The Best YOU Can Be
April Dixon | March 30, 2017
“‘When anyone becomes aware that they are guilty in any of these matters, they must confess in what way they have sinned. As a penalty for the sin they have committed, they must bring to the LORD a female lamb or goat from the flock as a sin offering; and the priest shall make atonement for them for their sin.'” — Leviticus 5:5–6
The Torah portion for this week is Vayikra, which means “and He called,” from Leviticus 1:1–5:26, and the Haftorah is from Isaiah 43:21–44:23.
Most sacrifices were directly prescribed by Scripture, but when it came to describing the sacrifice brought by the sinner, there was a sliding scale. Not everyone brought the same offering when they sinned against God. But the scale was not determined by the gravity of the committed sin; it was determined by the amount of money the person had.

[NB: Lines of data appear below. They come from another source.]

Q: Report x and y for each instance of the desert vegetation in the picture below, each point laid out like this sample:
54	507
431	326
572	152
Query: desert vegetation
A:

This means that a wealthy person brought an animal: “As a penalty for the sin they have committed, they must bring to the LORD a female lamb or goat . . .” A person who could not afford that brought two birds: “Anyone who cannot afford a lamb is to bring two doves or two young pigeons to the LORD” (Leviticus 5:7). If two birds were too expensive, then the sinner brought a grain offering: “If, however, they cannot afford two doves or two young pigeons, they are to bring . . . of the finest flour.” (Leviticus 5:11). It’s interesting to note that the sinners were not allowed to bring any less than they could afford, or any more than was within their means.
The Jewish sages teach that this prohibition offers us a valuable lesson when it comes to sin: God does not judge us all on the same scale! This means that God doesn’t expect all of us to become Mother Teresa, but he also won’t excuse us for becoming any less than we are capable of becoming. We are expected to be the best we can be – nothing more and nothing less!
This idea is well illustrated in a story about Rabbi Zusha of Anipoli in the 18th century. As the great Rabbi Zusha lay on his death bed, he was crying and no one could console him. Finally, one of his students asked: “Rabbi, what are you so worried about? Surely you will be accepted by God!” To this the saintly rabbi replied: “I’m not worried that God will ask me: ‘Zusha, why weren’t you as great as Abraham or Moses?’ I’m worried that He will ask me: ‘Zusha, why weren’t you as great as Zusha?'”
As the rabbi understood, God will judge us according to our personal potential — and what we did, or did not do, with it.
One day, God will ask each of us what we did with the talents and abilities that He gave to us. What will be your answer? It is said that most tombstones could bear the inscription: “Left with potential completely intact.” Let’s have ours read instead, “Left with potential explored and completely dedicated to God.”